20100816

The Ground Zero mosque and Afghanistan

Op-Ed Columnist - Islam and the Two Americas - NYTimes.com: "By global standards, Rauf may be the model of a “moderate Muslim.” But global standards and American standards are different. For Muslim Americans to integrate fully into our national life, they’ll need leaders who don’t describe America as “an accessory to the crime” of 9/11 (as Rauf did shortly after the 2001 attacks), or duck questions about whether groups like Hamas count as terrorist organizations (as Rauf did in a radio interview in June). And they'll need leaders whose antennas are sensitive enough to recognize that the quest for inter-religious dialogue is ill-served by throwing up a high-profile mosque two blocks from the site of a mass murder committed in the name of Islam."

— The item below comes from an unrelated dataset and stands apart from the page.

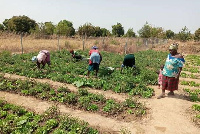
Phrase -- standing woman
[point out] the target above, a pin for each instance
(171, 71)
(94, 61)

Feisal Abdul Rauf, the imam behind the mosque, is un-American in the sense that he speaks against 68% of the Americans who doubt the idea of building a mosque at Ground Zero. Religious freedom dictates that Muslims can build in other places, but not here, and now. Charles Krauthammer writes in The Jerusalem Post that it would be an equivalent of building a Japanese shrine on Pearl Harbor. And this is the problem, the Taliban would celebrate a victory if a mosque materializes in this spot. A definitive sign of weakness in an on-going war with Muslim fundamentalists.

Ross Douthat, the New York Times columnist above writes about two Americas, a constitutional and a cultural, that want a mosque and that are against it, respectively. The US is currently polarized in many fashions, Republicans and Democrats, Tea Partyers and other Republicans, Democrats that go on Chelsea's wedding and those who don't. But I'm not sure that the cultural Americans described are not constitutional? I once wrote in the blog that Obama's popularity abroad, relative George W. Bush, partly stems from a projection of weakness, a young and inexperienced President, and now he reinforces this notion by wavering on the issue. He wants to leave Iraq and Afghanistan with the tail between his legs not after having achieved something.

General David Petraeus have just made the necessary comment that most probably there will not be any large withdrawal of troops in July 2011 as Obama earlier prescribed. When McChrystal left, it was claimed that there was no changes on strategy in Afghanistan. However, the more long term perspective of McChrystal seems to have won out, after all, and this is probably in line with common sense in the region. A longer perspective, at least five years as the ISAF people claimed, would pacify the New York Times editors temporarily. Waging wars with the present media cover seems at times impossible. It is the probable reason for the rise in the so called "Shadow War".